Malgré l'ironie évidente de la tirade, Kerensky ne souriait pas. Cécile se retourna vers lui, mais ne répliqua pas. Ses yeux étaient laiteux et son visage paraissait sculpté dans le marbre le plus blanc. « Elle est magnifique », songea brièvement le russe. La jeune femme se tourna de nouveau pour s'adresser à Cardignac.
- Vorte carte de crédit est-elle internationale ?
L'intéressé frémit. Il avait beau faire face à ses pires cauchemars, l'évocation du pillage de son porte-monnaie, fut-ce d'un centime, le mit en rogne.
- Bien sûr, mais si vous imaginez que je vais vous la donner, vous vous faites des illusions.
Georgi ne s'étonna pas de l'avarice de ce capitaliste fini ! Il lâcha Cécile. Elle lui infligerait une correction méritée. Après ça, Cardignac se montrerait on ne peut plus coopératif.

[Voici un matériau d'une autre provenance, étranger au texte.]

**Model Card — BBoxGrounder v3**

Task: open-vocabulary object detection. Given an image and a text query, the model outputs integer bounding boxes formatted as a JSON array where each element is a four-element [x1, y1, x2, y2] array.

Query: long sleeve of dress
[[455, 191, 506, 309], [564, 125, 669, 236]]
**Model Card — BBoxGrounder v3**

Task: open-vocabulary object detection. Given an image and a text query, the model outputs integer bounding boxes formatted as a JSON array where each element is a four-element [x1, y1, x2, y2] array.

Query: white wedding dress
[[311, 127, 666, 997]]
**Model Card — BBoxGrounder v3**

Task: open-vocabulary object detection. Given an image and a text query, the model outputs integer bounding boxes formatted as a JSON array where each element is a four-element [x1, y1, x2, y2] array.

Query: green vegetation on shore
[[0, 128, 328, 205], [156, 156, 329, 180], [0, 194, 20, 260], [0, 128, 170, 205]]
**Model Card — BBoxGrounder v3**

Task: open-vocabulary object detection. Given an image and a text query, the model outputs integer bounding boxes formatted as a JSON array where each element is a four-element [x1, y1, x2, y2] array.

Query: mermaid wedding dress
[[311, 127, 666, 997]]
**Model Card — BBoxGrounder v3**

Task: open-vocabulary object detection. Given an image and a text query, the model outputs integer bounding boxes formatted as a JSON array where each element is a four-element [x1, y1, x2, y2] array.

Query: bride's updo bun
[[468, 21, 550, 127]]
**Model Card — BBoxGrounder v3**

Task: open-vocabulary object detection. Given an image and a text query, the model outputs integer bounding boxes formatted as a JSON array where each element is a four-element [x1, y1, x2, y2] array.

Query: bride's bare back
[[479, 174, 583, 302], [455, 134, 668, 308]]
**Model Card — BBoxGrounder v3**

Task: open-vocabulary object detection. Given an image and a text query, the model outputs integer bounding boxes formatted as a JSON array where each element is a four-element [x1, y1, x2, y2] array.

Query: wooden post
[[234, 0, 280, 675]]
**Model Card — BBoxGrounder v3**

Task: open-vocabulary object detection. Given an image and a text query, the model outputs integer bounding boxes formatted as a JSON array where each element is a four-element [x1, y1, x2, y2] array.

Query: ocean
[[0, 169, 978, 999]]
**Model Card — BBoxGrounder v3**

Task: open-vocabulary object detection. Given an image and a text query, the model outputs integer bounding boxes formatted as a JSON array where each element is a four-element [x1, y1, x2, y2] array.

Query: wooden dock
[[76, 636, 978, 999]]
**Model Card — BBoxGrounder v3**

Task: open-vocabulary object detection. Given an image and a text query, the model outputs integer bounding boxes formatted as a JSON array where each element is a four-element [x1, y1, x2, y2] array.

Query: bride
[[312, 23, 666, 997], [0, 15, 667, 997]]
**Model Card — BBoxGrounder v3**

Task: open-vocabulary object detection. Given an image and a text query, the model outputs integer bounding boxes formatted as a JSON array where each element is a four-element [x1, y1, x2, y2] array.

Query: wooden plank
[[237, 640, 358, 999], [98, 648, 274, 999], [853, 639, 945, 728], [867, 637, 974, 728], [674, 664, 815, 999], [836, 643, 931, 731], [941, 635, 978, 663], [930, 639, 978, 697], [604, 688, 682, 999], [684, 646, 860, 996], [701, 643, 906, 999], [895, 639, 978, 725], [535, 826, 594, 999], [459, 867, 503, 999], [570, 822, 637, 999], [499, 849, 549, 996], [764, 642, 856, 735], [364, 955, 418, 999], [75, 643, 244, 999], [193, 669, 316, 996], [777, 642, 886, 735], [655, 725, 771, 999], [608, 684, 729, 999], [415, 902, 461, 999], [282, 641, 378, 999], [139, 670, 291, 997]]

Mais la jeune femme ne réagit pas du tout de cette manière. Elle s'avança lentement vers sa victime.
- Michel Cardignac.
Sa voix était à peine audible, mais sa sonorité dure et claire atteignait directement les lobes de terreur de son interlocuteur.
- Votre maladresse et votre inconsidération ont annihilé les seules chances de survie de Monsieur Ovronnaz et de Mademoiselle Arden.
Elle laissa planer un silence lourd de sous-entendus.
- Allez chercher votre carte de crédit. Et son code. Tout de suite.
Le murmure glaça le sang de Cardignac, qui descendit de la table et, comme un automate, se dirigea vers les chambres. La jeune femme le suivit, l'air plus impériale que jamais. Georgi resta dans le salon, immobile.
Sullivan se tenait près de la cuisine. Depuis quand était-il là ? Son expression était indéfinissable, entre la peur panique et le désir de calmer le jeu, de rendre le contrôle, mais il y avait autre chose, de la fascination peut-être. Il s'approcha de l'ordinateur brisé et observa les débris de la tasse. Il semblait ne pas accepter ce qu'un objet aussi insignifiant pouvait déclencher.
- C'est absurde. Je vous le paierai, cet ordinateur. Et tout ce qui sera nécessaire.
Cécile revint à cet instant. Elle posa son vieil appareil sur la table du salon, puis elle dit, d'une voix posée et souveraine :
- Vous pouvez le modifier comme vous voulez. J'ai fait des sauvegardes des fichiers importants.
Elle avait retrouvé son calme, du moins elle en donnait l'impression. Elle montra une carte de crédit.
- Faites moi une liste de ce dont vous avez besoin. J'irai l'acheter à l'aube.
- Je laisserai la liste près de la cafetière.
Elle acquiesça.
Sullivan la regarda disparaître dans la cuisine, puis il se tourna vers Kerensky, à la recherche d'une réponse. Mais le russe ne savait pas d'où elle tirait cette force, tantôt violente, tantôt tranquille. John aurait voulu parler, dire qu'il n'avait pas connu quelqu'un comme ça depuis la mort de Nério, dire qu'elle l'impressionnait et lui faisait peur aussi. Il préféra se retirer dans sa chambre.
Georgi resta debout à marcher en long et en large, tranquillement. Dans la pièce voisine, la cafetière crépitait et la poêle grésillait. Une fois de plus, Cécile mettait sa clairvoyance au service du russe. Elle préparait la nuit, avec du café parfumé à la cardamome qui embaumait déjà la salle à manger, et des crêpes. Les crêpes étaient assurément une idée incongrue, mais la jeune femme ne paraissait pas très à l'aise dans les arts culinaires, en dehors de ses huit recettes de poisson piquant. La « purée d'aubergines » du midi en attestait !
C'était une nuit longue et interminable qui commençait, une nuit de plus sans nouvelles de Joy ou de Simon, sans oublier les très probables facéties de Largo. Georgi retint un cri de frustration et se mit au travail.